Vous envisagez de devenir chauffeur VTC et ces chiffres vous inquiètent ? Cette difficulté n’est pas insurmontable si vous comprenez ce qui pose problème et comment vous préparer efficacement.

CritèreExamen théoriqueExamen pratique
Moyenne requise10/2012/20
Note éliminatoire6/20 (4/20 pour l’anglais)Intervention examinateur = éliminatoire
Durée3h50 à 4h20 à 25 minutes
Nombre d’épreuves7 matières1 mise en situation complète
Tentatives autoriséesIllimitées (repayables)3 maximum (sinon repasser le théorique)

📋 L’essentiel à retenir

  • Les taux de réussite varient entre 1% et 35% selon les régions françaises
  • L’anglais et la gestion d’entreprise sont les épreuves les plus redoutées par les candidats
  • Une formation de 250 heures multiplie vos chances de réussite par 3 à 7
  • Toute intervention de l’examinateur sur les doubles commandes entraîne une élimination immédiate à l’épreuve pratique

Quel est le taux de réussite réel de l’examen VTC ?

Les statistiques officielles du Ministère des Transports montrent une réalité sans appel.

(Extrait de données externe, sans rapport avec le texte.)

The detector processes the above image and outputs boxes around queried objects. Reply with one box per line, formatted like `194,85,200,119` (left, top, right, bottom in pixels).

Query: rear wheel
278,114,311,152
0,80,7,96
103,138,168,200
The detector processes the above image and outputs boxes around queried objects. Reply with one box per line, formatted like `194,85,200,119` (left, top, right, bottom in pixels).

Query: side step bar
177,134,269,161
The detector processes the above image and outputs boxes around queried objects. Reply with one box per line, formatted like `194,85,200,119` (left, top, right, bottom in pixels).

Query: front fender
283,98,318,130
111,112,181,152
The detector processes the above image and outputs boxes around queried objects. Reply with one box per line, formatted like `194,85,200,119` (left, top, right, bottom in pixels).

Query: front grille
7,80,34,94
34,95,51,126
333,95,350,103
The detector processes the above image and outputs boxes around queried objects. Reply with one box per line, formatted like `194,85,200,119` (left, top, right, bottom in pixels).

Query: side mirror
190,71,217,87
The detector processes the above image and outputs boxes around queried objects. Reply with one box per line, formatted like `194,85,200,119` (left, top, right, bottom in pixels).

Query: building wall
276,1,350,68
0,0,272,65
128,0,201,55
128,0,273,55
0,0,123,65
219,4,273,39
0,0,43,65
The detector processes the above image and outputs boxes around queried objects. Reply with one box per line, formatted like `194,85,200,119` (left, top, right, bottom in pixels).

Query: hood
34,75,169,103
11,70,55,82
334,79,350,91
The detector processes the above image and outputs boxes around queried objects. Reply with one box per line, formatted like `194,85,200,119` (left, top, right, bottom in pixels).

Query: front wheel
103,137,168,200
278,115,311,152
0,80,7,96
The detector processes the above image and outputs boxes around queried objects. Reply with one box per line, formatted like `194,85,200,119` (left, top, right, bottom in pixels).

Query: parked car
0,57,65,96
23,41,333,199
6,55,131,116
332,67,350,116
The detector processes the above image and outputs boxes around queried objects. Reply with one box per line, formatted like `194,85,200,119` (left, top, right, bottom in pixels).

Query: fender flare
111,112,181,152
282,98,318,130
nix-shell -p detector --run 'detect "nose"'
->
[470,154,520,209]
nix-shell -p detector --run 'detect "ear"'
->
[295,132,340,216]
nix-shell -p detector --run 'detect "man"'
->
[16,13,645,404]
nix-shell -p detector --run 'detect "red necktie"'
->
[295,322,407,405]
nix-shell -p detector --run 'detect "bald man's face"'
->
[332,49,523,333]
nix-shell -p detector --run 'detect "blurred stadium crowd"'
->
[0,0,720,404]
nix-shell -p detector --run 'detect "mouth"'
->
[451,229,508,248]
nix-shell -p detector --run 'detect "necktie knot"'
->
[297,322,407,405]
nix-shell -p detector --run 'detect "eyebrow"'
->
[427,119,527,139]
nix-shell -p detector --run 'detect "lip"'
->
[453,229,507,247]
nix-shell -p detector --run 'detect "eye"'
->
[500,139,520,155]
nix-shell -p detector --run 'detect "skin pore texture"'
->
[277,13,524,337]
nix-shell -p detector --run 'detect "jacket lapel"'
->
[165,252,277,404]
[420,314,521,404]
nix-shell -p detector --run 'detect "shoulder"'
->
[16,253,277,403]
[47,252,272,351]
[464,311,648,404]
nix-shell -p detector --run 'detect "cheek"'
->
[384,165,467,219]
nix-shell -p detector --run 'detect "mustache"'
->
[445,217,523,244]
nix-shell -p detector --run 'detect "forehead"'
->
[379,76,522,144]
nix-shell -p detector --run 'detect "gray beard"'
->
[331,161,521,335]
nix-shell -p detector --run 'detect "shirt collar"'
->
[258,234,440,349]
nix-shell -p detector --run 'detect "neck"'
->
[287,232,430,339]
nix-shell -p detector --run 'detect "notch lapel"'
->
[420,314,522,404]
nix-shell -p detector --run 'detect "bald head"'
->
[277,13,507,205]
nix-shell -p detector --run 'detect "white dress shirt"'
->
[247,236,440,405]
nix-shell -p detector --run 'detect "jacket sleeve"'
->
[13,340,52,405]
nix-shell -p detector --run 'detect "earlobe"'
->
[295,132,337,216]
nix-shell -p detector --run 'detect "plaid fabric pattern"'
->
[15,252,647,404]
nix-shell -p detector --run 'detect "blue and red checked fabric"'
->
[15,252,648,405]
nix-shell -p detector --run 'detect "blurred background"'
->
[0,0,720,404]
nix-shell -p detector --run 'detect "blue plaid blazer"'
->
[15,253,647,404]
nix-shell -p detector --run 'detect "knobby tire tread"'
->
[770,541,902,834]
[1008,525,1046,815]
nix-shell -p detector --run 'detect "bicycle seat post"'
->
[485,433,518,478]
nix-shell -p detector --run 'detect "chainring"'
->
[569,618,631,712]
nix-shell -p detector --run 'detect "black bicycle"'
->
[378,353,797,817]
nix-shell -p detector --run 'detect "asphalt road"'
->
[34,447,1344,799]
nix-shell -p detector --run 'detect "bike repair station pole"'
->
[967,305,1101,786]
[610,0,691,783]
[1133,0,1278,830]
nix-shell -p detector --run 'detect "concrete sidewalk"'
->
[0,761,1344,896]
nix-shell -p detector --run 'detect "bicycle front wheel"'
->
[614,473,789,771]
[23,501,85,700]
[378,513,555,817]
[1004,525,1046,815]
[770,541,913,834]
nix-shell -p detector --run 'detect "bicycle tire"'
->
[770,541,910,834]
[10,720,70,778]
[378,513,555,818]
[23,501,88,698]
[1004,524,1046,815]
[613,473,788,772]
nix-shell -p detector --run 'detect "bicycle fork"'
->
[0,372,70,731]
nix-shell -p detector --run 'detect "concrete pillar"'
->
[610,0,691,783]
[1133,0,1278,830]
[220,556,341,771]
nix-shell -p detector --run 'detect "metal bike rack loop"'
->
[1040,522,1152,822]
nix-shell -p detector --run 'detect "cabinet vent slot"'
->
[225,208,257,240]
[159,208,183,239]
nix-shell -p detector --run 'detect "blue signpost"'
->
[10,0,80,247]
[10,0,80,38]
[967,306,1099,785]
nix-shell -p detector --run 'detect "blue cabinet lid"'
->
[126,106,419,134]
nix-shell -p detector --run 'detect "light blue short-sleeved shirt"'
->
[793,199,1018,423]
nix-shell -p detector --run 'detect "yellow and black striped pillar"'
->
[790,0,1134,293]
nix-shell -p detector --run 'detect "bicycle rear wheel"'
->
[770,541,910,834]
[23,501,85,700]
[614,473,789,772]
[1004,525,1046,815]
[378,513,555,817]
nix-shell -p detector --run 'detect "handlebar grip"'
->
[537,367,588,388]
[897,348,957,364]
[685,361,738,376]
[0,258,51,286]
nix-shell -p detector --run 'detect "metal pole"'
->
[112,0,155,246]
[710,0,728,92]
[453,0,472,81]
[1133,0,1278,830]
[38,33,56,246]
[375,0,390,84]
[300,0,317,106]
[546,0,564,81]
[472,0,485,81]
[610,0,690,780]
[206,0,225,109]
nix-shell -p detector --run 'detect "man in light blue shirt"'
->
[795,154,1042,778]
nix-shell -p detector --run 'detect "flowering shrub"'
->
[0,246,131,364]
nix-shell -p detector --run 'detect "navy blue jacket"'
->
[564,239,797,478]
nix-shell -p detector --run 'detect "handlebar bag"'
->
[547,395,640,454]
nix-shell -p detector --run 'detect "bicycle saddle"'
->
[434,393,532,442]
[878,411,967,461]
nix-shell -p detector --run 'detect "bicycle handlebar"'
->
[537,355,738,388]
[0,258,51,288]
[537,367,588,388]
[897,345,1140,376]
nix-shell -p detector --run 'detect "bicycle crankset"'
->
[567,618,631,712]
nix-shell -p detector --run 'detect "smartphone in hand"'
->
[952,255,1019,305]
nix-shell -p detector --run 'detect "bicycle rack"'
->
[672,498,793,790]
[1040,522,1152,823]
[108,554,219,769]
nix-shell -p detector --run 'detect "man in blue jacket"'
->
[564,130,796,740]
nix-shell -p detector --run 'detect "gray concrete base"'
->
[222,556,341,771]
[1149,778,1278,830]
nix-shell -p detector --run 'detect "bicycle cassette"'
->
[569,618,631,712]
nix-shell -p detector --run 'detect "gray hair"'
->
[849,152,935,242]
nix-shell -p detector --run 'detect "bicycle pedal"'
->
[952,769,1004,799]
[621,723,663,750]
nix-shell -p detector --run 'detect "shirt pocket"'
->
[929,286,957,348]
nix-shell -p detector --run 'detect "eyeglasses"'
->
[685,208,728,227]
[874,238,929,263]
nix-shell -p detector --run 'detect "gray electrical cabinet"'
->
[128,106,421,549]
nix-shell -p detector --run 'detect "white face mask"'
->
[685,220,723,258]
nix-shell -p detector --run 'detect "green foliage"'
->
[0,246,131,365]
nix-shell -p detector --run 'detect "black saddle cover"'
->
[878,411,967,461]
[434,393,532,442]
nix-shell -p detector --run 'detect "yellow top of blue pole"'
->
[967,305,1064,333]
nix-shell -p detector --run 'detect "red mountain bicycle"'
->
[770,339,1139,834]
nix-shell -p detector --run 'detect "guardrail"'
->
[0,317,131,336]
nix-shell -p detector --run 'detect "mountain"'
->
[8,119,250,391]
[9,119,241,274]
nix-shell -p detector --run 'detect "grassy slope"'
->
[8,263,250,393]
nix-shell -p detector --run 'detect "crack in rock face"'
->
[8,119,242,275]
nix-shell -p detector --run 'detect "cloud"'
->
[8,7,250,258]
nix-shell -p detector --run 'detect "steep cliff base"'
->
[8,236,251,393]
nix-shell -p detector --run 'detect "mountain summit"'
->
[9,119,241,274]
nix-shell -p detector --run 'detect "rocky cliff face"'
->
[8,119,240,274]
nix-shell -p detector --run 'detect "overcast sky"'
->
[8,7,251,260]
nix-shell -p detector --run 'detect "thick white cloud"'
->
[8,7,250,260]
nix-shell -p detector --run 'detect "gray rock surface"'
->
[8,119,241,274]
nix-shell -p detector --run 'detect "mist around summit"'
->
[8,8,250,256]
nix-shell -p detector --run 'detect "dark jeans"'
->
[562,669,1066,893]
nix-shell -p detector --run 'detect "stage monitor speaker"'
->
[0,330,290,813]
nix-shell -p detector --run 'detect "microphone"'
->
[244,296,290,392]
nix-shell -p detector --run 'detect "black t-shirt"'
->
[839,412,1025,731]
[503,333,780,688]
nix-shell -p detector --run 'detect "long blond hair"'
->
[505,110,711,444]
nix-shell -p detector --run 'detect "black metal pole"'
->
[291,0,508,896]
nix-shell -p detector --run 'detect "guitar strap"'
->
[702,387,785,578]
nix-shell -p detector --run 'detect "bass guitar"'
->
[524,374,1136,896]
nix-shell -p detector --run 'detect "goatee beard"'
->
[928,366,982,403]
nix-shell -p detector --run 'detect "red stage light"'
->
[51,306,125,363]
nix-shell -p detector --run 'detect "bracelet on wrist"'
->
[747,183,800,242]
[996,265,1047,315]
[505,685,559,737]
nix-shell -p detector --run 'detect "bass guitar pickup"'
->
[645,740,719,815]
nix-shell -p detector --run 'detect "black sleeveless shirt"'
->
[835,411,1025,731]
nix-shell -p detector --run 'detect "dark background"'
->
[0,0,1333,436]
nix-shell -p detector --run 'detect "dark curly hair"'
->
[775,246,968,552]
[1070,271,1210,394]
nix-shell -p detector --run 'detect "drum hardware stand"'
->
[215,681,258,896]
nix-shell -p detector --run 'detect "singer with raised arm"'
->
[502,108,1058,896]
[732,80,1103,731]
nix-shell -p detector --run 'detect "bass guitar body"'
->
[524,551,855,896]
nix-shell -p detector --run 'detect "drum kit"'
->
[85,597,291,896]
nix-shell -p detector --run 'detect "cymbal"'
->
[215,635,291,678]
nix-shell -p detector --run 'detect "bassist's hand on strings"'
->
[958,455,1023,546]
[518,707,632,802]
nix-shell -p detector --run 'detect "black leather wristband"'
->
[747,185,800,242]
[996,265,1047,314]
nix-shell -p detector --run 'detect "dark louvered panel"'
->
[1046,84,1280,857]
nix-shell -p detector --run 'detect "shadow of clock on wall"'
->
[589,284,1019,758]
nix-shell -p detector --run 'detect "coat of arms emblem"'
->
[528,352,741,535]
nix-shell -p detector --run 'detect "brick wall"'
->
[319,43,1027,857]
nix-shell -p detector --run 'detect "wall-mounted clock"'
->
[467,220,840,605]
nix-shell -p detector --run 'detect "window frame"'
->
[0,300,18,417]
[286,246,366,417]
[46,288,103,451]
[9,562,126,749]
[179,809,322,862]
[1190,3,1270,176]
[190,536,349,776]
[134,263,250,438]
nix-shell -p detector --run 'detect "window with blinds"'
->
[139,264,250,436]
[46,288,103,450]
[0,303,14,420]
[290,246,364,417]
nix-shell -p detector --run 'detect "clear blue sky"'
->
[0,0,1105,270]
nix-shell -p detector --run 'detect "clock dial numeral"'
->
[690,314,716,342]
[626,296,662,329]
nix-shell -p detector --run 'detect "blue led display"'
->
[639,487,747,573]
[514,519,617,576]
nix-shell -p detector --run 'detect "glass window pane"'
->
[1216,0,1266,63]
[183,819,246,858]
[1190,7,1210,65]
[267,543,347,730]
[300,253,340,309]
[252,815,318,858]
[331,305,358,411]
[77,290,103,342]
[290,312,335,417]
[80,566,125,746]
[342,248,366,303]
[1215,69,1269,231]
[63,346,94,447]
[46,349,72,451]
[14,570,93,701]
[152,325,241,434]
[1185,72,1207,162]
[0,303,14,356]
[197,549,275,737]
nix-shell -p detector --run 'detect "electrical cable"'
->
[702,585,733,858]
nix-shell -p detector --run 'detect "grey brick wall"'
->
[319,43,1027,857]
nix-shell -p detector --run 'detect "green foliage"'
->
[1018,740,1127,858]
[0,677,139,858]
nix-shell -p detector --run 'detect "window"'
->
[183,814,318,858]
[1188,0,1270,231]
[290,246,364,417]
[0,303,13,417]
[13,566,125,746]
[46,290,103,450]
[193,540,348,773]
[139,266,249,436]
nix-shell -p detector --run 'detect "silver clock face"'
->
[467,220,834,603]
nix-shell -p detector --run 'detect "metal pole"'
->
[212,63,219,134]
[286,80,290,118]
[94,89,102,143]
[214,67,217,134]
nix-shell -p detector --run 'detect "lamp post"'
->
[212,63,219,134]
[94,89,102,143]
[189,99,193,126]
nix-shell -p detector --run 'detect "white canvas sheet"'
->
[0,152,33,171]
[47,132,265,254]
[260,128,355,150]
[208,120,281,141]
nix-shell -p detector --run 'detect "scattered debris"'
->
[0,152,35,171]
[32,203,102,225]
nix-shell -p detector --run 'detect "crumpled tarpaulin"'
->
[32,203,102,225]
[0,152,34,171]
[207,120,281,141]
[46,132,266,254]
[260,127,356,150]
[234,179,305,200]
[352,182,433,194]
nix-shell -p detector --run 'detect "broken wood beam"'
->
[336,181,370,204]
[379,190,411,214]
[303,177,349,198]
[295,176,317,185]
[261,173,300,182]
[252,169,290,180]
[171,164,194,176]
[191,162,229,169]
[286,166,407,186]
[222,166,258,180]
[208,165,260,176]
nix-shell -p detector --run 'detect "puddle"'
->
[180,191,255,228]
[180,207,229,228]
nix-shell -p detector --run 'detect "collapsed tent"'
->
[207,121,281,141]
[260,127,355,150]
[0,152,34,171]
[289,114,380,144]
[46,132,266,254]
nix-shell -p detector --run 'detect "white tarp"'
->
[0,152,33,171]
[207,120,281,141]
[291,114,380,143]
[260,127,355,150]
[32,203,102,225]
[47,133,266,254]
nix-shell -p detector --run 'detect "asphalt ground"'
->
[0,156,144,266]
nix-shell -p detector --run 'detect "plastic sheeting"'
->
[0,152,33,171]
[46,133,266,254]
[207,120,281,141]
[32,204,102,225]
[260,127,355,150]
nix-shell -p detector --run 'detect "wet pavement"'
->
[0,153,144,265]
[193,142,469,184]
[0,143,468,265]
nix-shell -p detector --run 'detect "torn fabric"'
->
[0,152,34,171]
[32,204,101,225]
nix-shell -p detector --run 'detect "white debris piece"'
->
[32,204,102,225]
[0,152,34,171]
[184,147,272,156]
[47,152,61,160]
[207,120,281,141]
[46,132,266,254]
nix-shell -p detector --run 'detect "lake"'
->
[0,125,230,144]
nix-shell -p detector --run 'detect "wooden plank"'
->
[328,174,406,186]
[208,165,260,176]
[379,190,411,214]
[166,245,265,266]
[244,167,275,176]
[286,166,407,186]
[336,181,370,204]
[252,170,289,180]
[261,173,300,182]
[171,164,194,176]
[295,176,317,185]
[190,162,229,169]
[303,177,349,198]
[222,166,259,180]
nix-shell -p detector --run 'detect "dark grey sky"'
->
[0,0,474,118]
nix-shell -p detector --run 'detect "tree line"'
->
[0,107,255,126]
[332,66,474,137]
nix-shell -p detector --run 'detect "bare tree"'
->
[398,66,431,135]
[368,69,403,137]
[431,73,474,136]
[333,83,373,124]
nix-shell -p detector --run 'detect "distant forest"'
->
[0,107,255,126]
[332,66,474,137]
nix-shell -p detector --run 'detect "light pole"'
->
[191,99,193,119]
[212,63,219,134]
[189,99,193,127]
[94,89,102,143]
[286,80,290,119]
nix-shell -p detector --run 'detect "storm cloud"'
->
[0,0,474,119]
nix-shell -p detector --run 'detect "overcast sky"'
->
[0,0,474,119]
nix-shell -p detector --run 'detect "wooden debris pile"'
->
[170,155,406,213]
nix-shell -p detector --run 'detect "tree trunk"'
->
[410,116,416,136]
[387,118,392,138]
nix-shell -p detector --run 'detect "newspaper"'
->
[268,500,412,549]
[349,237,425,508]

Entre mai et décembre 2017, sur 7 400 candidats inscrits à l’examen théorique, seuls 2 600 ont été admissibles. Cela représente un taux de 35% au niveau national.

Les chiffres nationaux et régionaux

Les disparités géographiques aggravent encore le constat. En Île de France, là où la demande est la plus forte, les taux s’effondrent. La région parisienne affiche 14% de réussite en octobre 2017. Certains départements battent des records alarmants : Seine Saint Denis avec 8% de réussite, Val de Marne avec 1% seulement.

Ces échecs ont un impact humain considérable. Environ 5 000 chauffeurs se sont retrouvés temporairement écartés de la profession. La transition obligatoire du statut LOTI vers VTC concerne 10 000 personnes. Beaucoup sont des professionnels en exercice depuis des années, qui échouent à un examen censé valider des compétences qu’ils pratiquent au quotidien.

Comparaisons qui marquent

Pour mesurer l’ampleur de cette difficulté, les acteurs du secteur utilisent des comparaisons percutantes. Marcel, une plateforme francilienne, compare le niveau de sélectivité de cet examen à celui de l’ENA. Yves Weisselberger, représentant de Snapcar et de la FFTPR, qualifie l’examen d’échafaud plutôt que d’évaluation normale.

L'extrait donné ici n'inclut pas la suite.